Reranking. A cross-encoder reads query and chunk together, instead of comparing two independently-made vectors. It answered a question hybrid alone had declined — pulling the supporting chunk high enough that the generator finally had what it needed. The throughline: retrieval quality directly controls faithfulness. A faithful generator is downstream of good retrieval; you cannot prompt your way out of bad context.

Contextual retrieval. Anthropic's technique — an LLM writes a per-chunk summary situating it in its document, prepended before embedding. The catch is cost: one LLM call per chunk. Prompt caching is what makes it viable (cache the document, ~$1 per million chunks). It helped least on easy queries and most exactly where dense failed hardest — the starved, context-poor chunks. Situational, like all the rest.

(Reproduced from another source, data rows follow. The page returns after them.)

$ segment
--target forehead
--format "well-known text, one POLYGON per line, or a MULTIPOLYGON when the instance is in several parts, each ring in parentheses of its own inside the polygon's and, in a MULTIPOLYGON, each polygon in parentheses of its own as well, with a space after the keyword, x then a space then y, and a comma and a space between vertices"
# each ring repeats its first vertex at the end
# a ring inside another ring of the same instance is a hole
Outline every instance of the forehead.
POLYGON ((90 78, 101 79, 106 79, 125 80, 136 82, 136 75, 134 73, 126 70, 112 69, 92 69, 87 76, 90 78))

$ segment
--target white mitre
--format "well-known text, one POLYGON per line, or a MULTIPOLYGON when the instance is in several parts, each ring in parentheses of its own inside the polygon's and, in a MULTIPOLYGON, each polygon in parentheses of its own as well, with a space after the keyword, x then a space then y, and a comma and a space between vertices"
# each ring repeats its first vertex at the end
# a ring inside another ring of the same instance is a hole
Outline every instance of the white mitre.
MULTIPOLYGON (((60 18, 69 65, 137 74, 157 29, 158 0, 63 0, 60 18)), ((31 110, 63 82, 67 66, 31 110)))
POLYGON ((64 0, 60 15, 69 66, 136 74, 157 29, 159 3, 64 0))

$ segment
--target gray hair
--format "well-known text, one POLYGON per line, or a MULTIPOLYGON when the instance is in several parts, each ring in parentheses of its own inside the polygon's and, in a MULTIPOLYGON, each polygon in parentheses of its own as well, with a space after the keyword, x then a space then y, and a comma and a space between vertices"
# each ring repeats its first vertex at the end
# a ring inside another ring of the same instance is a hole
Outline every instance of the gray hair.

Technique Earns its complexity when…
Hybrid + BM25 : the query hinges on an exact term/param dense smooths over
HyDE : the query is phrased nothing like the docs — and hurts when it already matches
Reranking : the right chunk is retrieved but ranked too low to use
Contextual retrieval : chunks are short/context-starved; you can afford the ingest cost

The detour where I stopped writing a tutorial and started doing infra

I reached for Ragas, the standard RAG eval library. With a Haiku judge, it projected ~11 hours for the full eval matrix. The culprit: Ragas wraps its judge calls in a structured-output layer that retried — and retried — every time the judge's JSON didn't validate, turning each question into an ~8-minute storm of failed calls.

So I read what the four metrics actually compute and built my own async harness. Every judge call returns a single boolean under a trivial schema — so it succeeds first try, no retries — and they all run concurrently under a semaphore. Same metrics. 221 seconds instead of 11 hours. ~50× faster.

That's the line between using a tool and understanding it. When you know your metrics well enough to implement them, you stop being hostage to a black box that's slow for reasons you can't see. Open the box, measure the thing yourself — that instinct is the whole job.

The honest close

None of this is production-ready, and I want to be precise about the gap.

For production I'd build the query router the HyDE backfire demands — classify each query, then pick the retrieval mode instead of applying one blindly. I'd run the eval matrix at real scale (every mode × every category), not the slice I have. The multi-tenant isolation I added (tenant + sensitivity filtering) needs adversarial testing, not just a passing happy path. And plenty is still unmeasured: p99 latency, cost per query, behavior on a corpus I didn't hand-pick.

But the takeaway is one every backend engineer already lives by: these techniques are tools with tradeoffs, and measuring which one helps — for your data, your queries, your failure mode — is the work. The model is new. The discipline isn't.

Top comments (1)

Kartik N V J K • Jun 29

The HyDE result is the cleanest example of this I have seen written down: context precision going 0 to 0.80 on one query and recall collapsing to 0.17 on another is exactly why a single average score hides the truth. What helped me was bucketing queries by type first, since HyDE tends to pay off on vague questions and hurt on ones that already carry the exact keywords. Did you see a pattern in which query types HyDE consistently dragged down?